Allá por el año 855 ocurrió un hecho, que hasta el siglo XVII fue considerado histórico por la Iglesia. Fue elegido Papa, con el nombre de Juan VIII, una mujer. Nadie supo que lo era hasta que un parto, en el momento menos oportuno, descubrió el embarazo que había logrado ocultar durante nueve meses.
La protagonista de esta historia había nacido en el año 822 en un pueblo alemán próximo a Maguncia. Una versión de la leyenda dice que el padre, monje, crió a su hija en un ambiente de estudio y fervor religioso, por lo que la pequeña Juana se convirtió en un modelo de virtud y sapiencia. Acompañando a su padre en el peregrinaje entre monasterios, Juana se instruía en todas las disciplinas, algo infrecuente entre las mujeres; otra, apunta a que acompañó a un amante, estudioso y viajero, al que imitó en el aprendizaje. No habría conseguido mantener dicho tipo de vida nómada y de formación de no haber adoptado, desde un principio, una indumentaria y modos masculinos. Viajo a Constantinopla y Atenas. Estuvo en Tierra Santa y, por fin, regresó a Europa. A mediados del siglo IX llegó a Roma. La Ciudad Eterna era un hervidero de disputas entre las familias más poderosas. Juana, culta y aparentemente virtuosa, no tardó en introducirse en los círculos pontificios. Ocupó varios cargos hasta obtener el cardenalato y, tras la muerte del Papa León IV fue elegida para ocupar la silla de Pedro. Poco más de dos años duró su reinado. Su virtud y santidad no debían estar reñidas con la lujuria. Juana quedó encinta. Sus mantos, casullas, túnicas y sobrepellices, que tan bien habían ocultado su género, disimularon igualmente su preñez; pero durante una procesión que presidía montada a caballo y discurría entre San Pedro y San Juan de Letrán ocurrió el parto. La gente primero atónita, luego enfurecida por el engaño, dio cuenta de ella lapidándola.
La historia comenzó a difundirse en el siglo XII. Juan de Mailly, un monje dominico, y Martín el Polaco son dos de los principales divulgadores de la misma. Cada uno de ellos la sitúa en un tiempo histórico diferente; pero en esencia el relato, con mínimas diferencias, es el mismo. La propaganda que se hizo del caso fue considerable, y dio lugar a que la Iglesia la diera por cierta. A dicho convencimiento de certeza se ha debido la existencia de obras de arte, losas con inscripciones y esculturas que conmemoraban el hecho: en la catedral de Siena, en los bajorrelieves situados en el techo que representan a los Pontífices habidos hasta hoy, hubo un busto de la papisa situado entre León IV y Benedicto III.
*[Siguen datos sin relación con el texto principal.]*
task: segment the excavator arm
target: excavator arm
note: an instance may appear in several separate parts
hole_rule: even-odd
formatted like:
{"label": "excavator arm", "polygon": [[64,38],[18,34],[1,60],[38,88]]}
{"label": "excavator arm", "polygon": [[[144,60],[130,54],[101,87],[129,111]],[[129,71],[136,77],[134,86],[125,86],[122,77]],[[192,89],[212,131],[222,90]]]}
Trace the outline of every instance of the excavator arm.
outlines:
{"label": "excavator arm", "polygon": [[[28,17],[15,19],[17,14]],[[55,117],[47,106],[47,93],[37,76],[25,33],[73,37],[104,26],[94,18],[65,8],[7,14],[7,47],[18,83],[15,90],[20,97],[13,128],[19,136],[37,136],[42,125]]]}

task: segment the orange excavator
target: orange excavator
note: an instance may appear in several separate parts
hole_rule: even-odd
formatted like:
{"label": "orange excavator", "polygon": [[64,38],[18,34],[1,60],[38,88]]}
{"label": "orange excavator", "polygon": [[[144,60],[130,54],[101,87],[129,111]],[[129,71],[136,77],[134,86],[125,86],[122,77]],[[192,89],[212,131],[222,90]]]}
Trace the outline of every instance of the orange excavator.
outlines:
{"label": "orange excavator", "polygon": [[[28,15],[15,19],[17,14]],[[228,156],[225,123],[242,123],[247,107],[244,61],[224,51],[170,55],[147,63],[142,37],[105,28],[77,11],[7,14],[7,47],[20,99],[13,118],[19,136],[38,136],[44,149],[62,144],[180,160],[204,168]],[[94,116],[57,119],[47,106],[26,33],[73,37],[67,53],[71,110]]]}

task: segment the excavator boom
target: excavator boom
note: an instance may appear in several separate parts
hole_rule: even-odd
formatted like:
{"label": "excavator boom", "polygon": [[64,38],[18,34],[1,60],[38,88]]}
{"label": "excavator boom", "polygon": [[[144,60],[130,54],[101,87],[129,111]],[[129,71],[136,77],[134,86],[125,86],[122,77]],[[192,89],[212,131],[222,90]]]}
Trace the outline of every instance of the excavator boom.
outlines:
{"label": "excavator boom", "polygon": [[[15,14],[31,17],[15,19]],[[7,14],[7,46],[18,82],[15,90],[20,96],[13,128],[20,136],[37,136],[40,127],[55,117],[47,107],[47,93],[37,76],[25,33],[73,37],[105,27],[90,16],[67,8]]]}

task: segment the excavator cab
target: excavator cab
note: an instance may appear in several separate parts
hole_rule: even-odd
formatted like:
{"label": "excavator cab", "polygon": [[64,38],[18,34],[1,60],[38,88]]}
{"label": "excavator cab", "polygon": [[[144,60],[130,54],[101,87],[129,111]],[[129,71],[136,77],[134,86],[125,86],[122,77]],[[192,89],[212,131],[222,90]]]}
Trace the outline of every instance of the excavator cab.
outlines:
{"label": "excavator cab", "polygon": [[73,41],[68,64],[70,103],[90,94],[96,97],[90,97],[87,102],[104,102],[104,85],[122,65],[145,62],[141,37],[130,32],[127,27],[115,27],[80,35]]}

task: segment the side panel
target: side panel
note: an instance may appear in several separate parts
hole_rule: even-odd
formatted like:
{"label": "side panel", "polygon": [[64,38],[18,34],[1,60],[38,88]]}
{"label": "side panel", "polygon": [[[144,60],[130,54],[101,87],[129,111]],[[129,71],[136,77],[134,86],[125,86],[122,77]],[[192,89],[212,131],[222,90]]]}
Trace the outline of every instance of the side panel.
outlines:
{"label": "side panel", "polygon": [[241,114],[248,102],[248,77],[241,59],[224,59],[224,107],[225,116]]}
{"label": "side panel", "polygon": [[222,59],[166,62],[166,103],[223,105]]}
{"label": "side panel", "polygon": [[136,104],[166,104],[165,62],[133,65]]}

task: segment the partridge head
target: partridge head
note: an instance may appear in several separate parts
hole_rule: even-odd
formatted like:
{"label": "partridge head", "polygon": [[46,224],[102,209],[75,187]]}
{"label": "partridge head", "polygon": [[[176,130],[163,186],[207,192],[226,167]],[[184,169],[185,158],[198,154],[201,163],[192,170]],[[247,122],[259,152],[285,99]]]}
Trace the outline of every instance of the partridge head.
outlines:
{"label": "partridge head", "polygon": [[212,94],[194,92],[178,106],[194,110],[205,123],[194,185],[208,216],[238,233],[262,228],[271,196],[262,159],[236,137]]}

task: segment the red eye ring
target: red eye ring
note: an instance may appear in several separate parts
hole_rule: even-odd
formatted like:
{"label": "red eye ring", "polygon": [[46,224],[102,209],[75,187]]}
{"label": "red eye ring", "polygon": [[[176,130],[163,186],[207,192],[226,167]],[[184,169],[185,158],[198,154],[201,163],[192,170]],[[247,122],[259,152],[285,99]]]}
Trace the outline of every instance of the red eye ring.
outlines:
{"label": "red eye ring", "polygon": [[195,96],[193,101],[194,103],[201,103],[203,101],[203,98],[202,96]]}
La leyenda también ha dado lugar a otros bulos. Se dice que a partir de dicho engaño la Iglesia comenzó a utilizar los sillones perforados. Son éstos unos asientos fabricados de pórfido o mármol con un orificio central, abiertos por la parte delantera que, las lenguas maledicientes se ocuparon de afirmar que eran usados para comprobar la masculinidad de los Papas. Quedan dos de ellos: uno está en Roma, el otro, llevado a Francia por Napoleón, está en el museo del Louvre. La mayoría de los estudiosos convienen en que dichos asientos no son otra cosa que sillones de alivio.
Todo este cúmulo de fantasías, fueron en un principio usadas para desprestigiar al Papado Romano en una época de desorden. Se dice que el ficticio relato de la papisa Juana fue inventado por la Iglesia de Oriente, que no hacía mucho se había separado de Roma con el Cisma de Miguel Cerulario en 1054, y que la invención probablemente fue traída a occidente en el trasiego de Las Cruzadas. La Iglesia —y también la Historia— consideran hoy el caso como una leyenda. Una más de las muchas historias que, siendo inciertas, han pasado durante siglos como auténticas, y que, aún hoy, hay quien las quiere suponer así.